We have to have a system that allows blind people to maintain a secret
ballot.  This requirement is pretty much absolute, I would say.

> In addition, how does a blind person do a write-in vote?  ...
>
As with current DREs, they use a device with mechanical buttons.  It's also
likely (the Help America Vote Act pretty much mandates it) that there will
be one system set up at each polling place that will be specially outfitted
for disabled voters.  Generally I don't think the voting machines will have
attached keyboards, but the one for disabled voters might include one.

> Or someone who is illiterate and hard of hearing? ...
>
We are not going to do much with this for the demo.  These are issues that
require a lot of time and effort to study.

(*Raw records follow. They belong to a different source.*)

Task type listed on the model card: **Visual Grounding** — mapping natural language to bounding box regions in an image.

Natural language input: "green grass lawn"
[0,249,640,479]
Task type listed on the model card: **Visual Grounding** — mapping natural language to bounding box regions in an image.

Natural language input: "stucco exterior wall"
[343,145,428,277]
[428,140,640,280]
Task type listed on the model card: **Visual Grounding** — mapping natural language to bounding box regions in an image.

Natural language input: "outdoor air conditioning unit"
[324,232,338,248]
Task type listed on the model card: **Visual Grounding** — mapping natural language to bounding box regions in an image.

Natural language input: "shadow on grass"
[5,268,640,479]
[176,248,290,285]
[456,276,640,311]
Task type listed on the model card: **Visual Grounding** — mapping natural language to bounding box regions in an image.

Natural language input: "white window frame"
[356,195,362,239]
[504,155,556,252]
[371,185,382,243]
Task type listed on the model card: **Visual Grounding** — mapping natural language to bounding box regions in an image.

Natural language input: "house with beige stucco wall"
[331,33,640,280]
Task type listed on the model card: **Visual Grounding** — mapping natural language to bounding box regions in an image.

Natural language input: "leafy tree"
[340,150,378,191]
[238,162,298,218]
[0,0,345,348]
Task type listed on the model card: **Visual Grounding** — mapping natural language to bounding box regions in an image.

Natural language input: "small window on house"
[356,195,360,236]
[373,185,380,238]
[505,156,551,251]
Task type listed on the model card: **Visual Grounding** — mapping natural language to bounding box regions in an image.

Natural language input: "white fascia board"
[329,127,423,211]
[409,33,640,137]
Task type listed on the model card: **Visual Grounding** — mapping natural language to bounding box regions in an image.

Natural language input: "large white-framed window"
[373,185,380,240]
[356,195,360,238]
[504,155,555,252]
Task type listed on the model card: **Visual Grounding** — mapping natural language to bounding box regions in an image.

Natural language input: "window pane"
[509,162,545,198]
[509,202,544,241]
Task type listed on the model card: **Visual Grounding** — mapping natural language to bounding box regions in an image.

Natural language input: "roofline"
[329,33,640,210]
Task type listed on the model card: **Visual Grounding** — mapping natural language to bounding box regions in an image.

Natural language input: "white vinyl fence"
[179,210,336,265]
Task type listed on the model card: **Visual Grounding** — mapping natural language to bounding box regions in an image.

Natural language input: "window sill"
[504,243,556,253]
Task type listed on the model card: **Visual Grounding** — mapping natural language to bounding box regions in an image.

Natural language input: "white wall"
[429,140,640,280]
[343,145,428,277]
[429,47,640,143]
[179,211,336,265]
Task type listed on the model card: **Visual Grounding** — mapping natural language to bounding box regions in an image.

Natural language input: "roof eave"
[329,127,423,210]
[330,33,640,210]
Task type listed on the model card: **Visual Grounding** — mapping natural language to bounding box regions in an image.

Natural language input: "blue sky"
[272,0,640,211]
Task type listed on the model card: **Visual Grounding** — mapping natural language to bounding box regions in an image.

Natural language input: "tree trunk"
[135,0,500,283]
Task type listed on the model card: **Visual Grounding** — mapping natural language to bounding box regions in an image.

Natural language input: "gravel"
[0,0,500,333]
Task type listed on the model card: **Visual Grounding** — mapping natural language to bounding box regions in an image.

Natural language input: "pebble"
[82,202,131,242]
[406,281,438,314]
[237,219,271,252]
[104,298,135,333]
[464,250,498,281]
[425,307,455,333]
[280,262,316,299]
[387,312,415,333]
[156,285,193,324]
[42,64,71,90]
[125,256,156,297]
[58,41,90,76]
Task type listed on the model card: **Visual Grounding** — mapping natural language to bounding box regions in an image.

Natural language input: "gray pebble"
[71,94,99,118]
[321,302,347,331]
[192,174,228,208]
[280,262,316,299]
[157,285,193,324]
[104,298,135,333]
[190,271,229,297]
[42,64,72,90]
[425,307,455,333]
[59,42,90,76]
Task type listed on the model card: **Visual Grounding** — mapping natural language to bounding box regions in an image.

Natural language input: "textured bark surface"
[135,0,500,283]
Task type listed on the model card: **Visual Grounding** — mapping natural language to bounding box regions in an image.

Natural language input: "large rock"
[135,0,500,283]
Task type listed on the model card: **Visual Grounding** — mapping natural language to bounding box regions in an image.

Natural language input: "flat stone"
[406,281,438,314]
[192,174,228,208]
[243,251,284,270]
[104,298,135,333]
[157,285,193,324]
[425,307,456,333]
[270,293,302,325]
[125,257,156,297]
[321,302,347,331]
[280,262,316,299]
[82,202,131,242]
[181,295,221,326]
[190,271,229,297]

> > So, please let me know what you think about using Python for this demo.
> > Also, if you are a Python expert and would like to help as a volunteer
> > (we're all volunteers until the project gets funding), please contact me
> > ASAP.  We want to have a demo running very soon!  -- within a few weeks.
>
> Python would do this just fine.  There are the various GUI projects, but
> this sounds like a good place for pygame.
>
Okay, thanks for your input.

> My caution though is that usability testing for this is deeply hard,
> and I would advise against "a few weeks" even for demo prototype
> code as you suggest.
>
Darn!  Things usually takes longer than we want.  We're not going to do a
great deal of usability testing for the demo.  Mainly, we want to
demonstrate that cheap trailing-edge PCs can make great voting machines.
It's understood that we will have some lack of functionality and rough edges
that will be worked out in the full study.  Also worth noting: the PC voting
machine software is a very small part of the overall problem.